After Florida, Ohio is the second-largest state among the battlegrounds that strategists from both parties say will decide the Nov. 6 election. No Republican has won the White House without carrying Ohio, which has 18 of the 270 Electoral College votes needed.
At appearances in the state yesterday, the two candidates sparred from afar over China.
“The president has had multiple opportunities to label China as a currency manipulator,” Romney said in Toledo. “He hasn’t. I will.”
The U.S. had a $295 billion trade deficit with China last year, an 8.2 percent increase over 2010. A report last month by the Economic Policy Institute in Washington said the imbalance between the world’s two largest economies has resulted in the loss of 2.7 million U.S. jobs in the past decade.
Obama said during an event at Bowling Green State University that Romney’s claim he would get tough on trade with China is “just not credible.”
The president said he’s brought more trade cases against China than any previous administration while accusing Romney, in his former job as a private-equity executive, of profiting from companies that send jobs overseas.
“When you see these ads he’s running promising to get tough on China,” Obama said, “it feels a lot like that fox saying, ‘You know, we need more secure chicken coops.’”
Obama, as he has since the video of Romney’s “victims” comment surfaced, sought to use the Republican’s words against him.
“As I look out on this crowd I don’t see a lot of victims, I see hard-working Ohioans,” Obama said. “We don’t believe in the government helping those who won’t help themselves. But we do believe in opportunity.”
Obama also spoke at Ohio’s Kent State University.
Romney kept up his attacks on Obama’s economic record.
“We can’t afford four more years like the last four years,” Romney said at a spring-wire manufacturing plant in the Cleveland suburb of Bedford Heights, the second of his three Ohio appearances. “We’ve got to get this economy going again,” he said, arguing that he knows how to do that and Obama doesn’t.
One of Romney’s challenges in making his case in Ohio is that the state’s unemployment rate in August was 7.2 percent, lower than the national figure of 8.1 percent. Still, the state has lost 9.3 percent of its manufacturing jobs over the last four years.

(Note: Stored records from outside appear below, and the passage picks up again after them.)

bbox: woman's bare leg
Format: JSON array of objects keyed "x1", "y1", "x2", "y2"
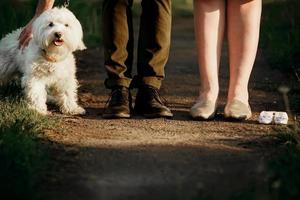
[
  {"x1": 227, "y1": 0, "x2": 262, "y2": 105},
  {"x1": 194, "y1": 0, "x2": 225, "y2": 103}
]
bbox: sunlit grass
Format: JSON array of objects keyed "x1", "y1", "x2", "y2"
[{"x1": 0, "y1": 82, "x2": 59, "y2": 200}]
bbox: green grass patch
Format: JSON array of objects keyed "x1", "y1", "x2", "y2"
[
  {"x1": 269, "y1": 121, "x2": 300, "y2": 200},
  {"x1": 261, "y1": 0, "x2": 300, "y2": 73},
  {"x1": 0, "y1": 83, "x2": 59, "y2": 200}
]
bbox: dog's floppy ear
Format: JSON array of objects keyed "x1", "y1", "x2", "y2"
[{"x1": 76, "y1": 40, "x2": 86, "y2": 51}]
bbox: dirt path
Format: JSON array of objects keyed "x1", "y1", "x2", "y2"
[{"x1": 46, "y1": 18, "x2": 282, "y2": 200}]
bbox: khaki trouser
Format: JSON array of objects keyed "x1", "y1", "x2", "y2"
[{"x1": 103, "y1": 0, "x2": 171, "y2": 89}]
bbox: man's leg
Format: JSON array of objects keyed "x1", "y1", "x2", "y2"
[
  {"x1": 135, "y1": 0, "x2": 173, "y2": 118},
  {"x1": 103, "y1": 0, "x2": 133, "y2": 118},
  {"x1": 102, "y1": 0, "x2": 133, "y2": 89}
]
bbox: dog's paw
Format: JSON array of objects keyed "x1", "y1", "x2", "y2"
[{"x1": 61, "y1": 106, "x2": 86, "y2": 115}]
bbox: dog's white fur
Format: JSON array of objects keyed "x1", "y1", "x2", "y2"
[{"x1": 0, "y1": 7, "x2": 85, "y2": 115}]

A Washington Post poll released Sept. 25 showed Obama leading in Ohio among likely voters, 52 percent to 44 percent. The survey showed that 36 percent of all Ohio voters said they have been contacted by the Obama campaign, while 29 percent said that of Romney.
A Quinnipiac University/New York Times/CBS News poll released yesterday gave Obama a 53 percent to 43 percent advantage there, including a 25-percentage-point lead among women.
“The field is looking like it’s narrowing for them,” Jen Psaki, an Obama re-election spokeswoman told reporters on Air Force One traveling to Ohio. “We’d rather be us than them.”
Romney and his aides said that even with Obama’s lead in polls, it’s too early to dismiss the Republican’s chances in Ohio.
Romney said his three debates with Obama will change the race’s dynamic.
“I’m absolutely convinced that when people see the two of us talk about our direction for America they’re going to support me because I know what it takes to make the economy going again, and the president has proven he does not,” Romney told ABC News in an interview from Ohio.